A big thing is happening in health policy right about now. Starting this morning, the health-care law requires regulators to review every double-digit premium increase for health insurance plans. They will need to determine if a rate hike is “unreasonable” — whether it’s justified by the various factors causing an insurer’s spending to increase — and then post that determination online. Think of that as a stamping a “Scarlet U” on a health insurance plan.
There is, however, one thing regulators cannot do: reject the “unreasonable” rate increases. They can make all the public fanfare they want around big rate increases but, at the end of the day, they cannot stop premium increases from going through.
Which has many in the health policy word wondering: Is this new rate review regulation actually a big deal at all?
Right now, states’ abilities to reject premium increases varies greatly. Sixteen states have a prior approval process for nearly all rate hikes, where a regulator has to sign off on the premium increase before it goes into effect, 10 states have prior approval for some rate increases and the rest don’t have much review processes in place, according to the National Conference of State Legislatures
Whether health reform’s rate-review regulation succeeds has, I think, less to do with what powers it creates and more on how states want to use them. A recent GAO report found that many of the above states with strong rate review powers don’t seem to be using them. They reject few, if any, of the premium increases they receive.

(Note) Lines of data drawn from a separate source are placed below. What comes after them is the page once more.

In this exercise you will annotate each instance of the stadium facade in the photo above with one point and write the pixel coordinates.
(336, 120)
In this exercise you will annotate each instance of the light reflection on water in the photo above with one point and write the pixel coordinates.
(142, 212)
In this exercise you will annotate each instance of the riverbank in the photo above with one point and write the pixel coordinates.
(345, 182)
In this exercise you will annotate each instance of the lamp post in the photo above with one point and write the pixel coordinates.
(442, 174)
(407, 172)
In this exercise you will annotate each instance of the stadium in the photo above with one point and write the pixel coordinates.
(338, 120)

A counterexample is California, which has absolutely no powers to reject premium rate increases — in fact, a bill to create such powers got tabled in the California General Assembly late last night. What the state does have: an incredibly aggressive insurance commissioner named Dave Jones, who has managed to convince nearly every major carrier in the state to drop its premium increases. He’s done this mostly with publicity blitzes: It doesn’t take a whole lot for a rate increase to rile up the public with a premium increase.

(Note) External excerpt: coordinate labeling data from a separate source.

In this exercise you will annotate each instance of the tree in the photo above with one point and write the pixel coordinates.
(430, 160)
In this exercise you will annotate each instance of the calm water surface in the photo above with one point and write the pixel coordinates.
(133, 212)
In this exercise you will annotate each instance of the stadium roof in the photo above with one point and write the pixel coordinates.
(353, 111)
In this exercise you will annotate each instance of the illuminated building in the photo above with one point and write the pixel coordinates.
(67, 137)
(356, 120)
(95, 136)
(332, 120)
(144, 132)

The rate-review regulation rolling out today lays down a lot of foundation for an insurance regulator who wants to be aggressive, requiring the review and publicizing of larger rate increases. States have also received grants to increase capacity to review rate increases. It’s now mostly up to regulators how they want to use these new tools.

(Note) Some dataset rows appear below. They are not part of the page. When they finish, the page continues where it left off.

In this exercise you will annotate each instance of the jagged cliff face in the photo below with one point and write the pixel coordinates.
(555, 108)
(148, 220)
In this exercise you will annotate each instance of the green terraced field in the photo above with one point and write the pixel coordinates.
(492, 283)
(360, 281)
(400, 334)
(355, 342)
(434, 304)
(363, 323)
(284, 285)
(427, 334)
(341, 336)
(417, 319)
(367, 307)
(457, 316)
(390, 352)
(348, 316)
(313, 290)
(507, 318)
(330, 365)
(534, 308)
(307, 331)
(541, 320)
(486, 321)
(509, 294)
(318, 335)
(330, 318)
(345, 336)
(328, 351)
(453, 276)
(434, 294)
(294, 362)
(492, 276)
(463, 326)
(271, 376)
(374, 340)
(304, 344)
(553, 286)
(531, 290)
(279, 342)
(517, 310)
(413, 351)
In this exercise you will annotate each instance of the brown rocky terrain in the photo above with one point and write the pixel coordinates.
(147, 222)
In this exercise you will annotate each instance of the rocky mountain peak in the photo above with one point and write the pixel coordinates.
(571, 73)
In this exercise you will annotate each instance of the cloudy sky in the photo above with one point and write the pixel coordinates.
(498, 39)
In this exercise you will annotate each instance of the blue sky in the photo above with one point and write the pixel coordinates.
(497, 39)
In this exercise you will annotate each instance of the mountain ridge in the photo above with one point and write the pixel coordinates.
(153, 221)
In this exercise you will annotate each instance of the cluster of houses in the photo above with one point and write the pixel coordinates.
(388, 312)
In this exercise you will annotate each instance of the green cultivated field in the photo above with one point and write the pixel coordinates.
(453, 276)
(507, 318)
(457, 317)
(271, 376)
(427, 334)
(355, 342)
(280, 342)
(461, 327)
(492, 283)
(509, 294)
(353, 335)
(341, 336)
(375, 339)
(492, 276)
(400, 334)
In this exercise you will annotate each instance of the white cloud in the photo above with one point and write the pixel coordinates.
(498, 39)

Robert Zirkelbach, spokesman for insurance trade group American’s Health Insurance Plans, e-mails to say that this rate review regulation will not contain health-care costs. “Reviewing health insurance premiums and capping health plan administrative costs do nothing to address the underlying factors that drive premium increases, such as skyrocketing prices for medical services, new medical technologies and the impact of younger and healthier people dropping their insurance during a weak economy,” he writes. “Focusing solely on health insurance premiums without looking at the underlying components is similar to focusing on prices automakers charge consumers, while ignoring what steel, rubber and technology manufacturers charge the auto makers.”